All components are easily obtainable and are cheap. I think the box for the clock is the most expensive and labor intensive part.
There are only few components: Bluepill bloard (STM32F103), small OLED screen on I2C bus (optional bus terminators – 10K resistors if missing on screen PCB), supercapacitor (or 3V backup lithium battery) with charging circuit (diode and current limiting resistor). I am using supercap because batteries are dying, meanwhile this capacitor is forever. Supercaps charge is smaller than battery and it keeps RTC for shorter time length, but this is a frequently used clock and it recharges every time the computer is on. Charging batteries is not recommended.
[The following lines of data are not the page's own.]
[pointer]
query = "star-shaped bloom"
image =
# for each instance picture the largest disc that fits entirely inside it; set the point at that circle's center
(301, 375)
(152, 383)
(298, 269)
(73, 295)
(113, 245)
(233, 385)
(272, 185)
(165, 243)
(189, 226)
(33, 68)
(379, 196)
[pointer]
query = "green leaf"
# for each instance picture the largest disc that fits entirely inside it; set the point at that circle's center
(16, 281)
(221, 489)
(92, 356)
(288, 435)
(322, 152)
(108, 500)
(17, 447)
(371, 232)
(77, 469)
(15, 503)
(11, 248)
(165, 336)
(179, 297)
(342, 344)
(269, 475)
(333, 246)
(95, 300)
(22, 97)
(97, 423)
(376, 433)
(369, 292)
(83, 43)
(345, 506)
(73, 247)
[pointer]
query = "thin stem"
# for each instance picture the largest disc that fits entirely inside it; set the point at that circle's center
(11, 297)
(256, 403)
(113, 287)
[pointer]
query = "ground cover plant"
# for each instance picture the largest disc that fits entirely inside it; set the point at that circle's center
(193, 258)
This clock uses a USB COM (CDC) device for communication with the computer and setting the time. To set time, send a time string to the clock and it will be current settings. To do it automagically use windows CMD script, only change port number:
set /p x=%TIME% \\.\COM12
This script is so strange as there are problems in Windows bat files when port numbers are big. This script eliminates possible problems with port naming, also it does not send extra data (like CRLF) to the clock. Clock’s firmware filters data, but there may be some bugs.
If the time is not set, do like with any other “windows” device- remove it and reattach to USB.
Full source code and compiled binaries for the Bluepill are here.
One notable moment in source code is adjusting RTC clock speed. There is a bug in the current version of the cubeMX software. So there is work around:
/* USER CODE BEGIN PD */
#define RTC_AUTO_1_SECOND 32767
/* USER CODE END PD */
To keep crystal clock division with a real crystal clock we need to redefine RTC_AUTO_1_SECOND value. Change it to your crystal clock frequency. Fine tuning of the clock is achieved using regular documented ways:
Zeroes are values not used in this MCU. Read manual for further information.
This is the final clock image:
Now it is in “alert” mode, indicating that the user is sitting near the computer for too long a time. Time to finish all games.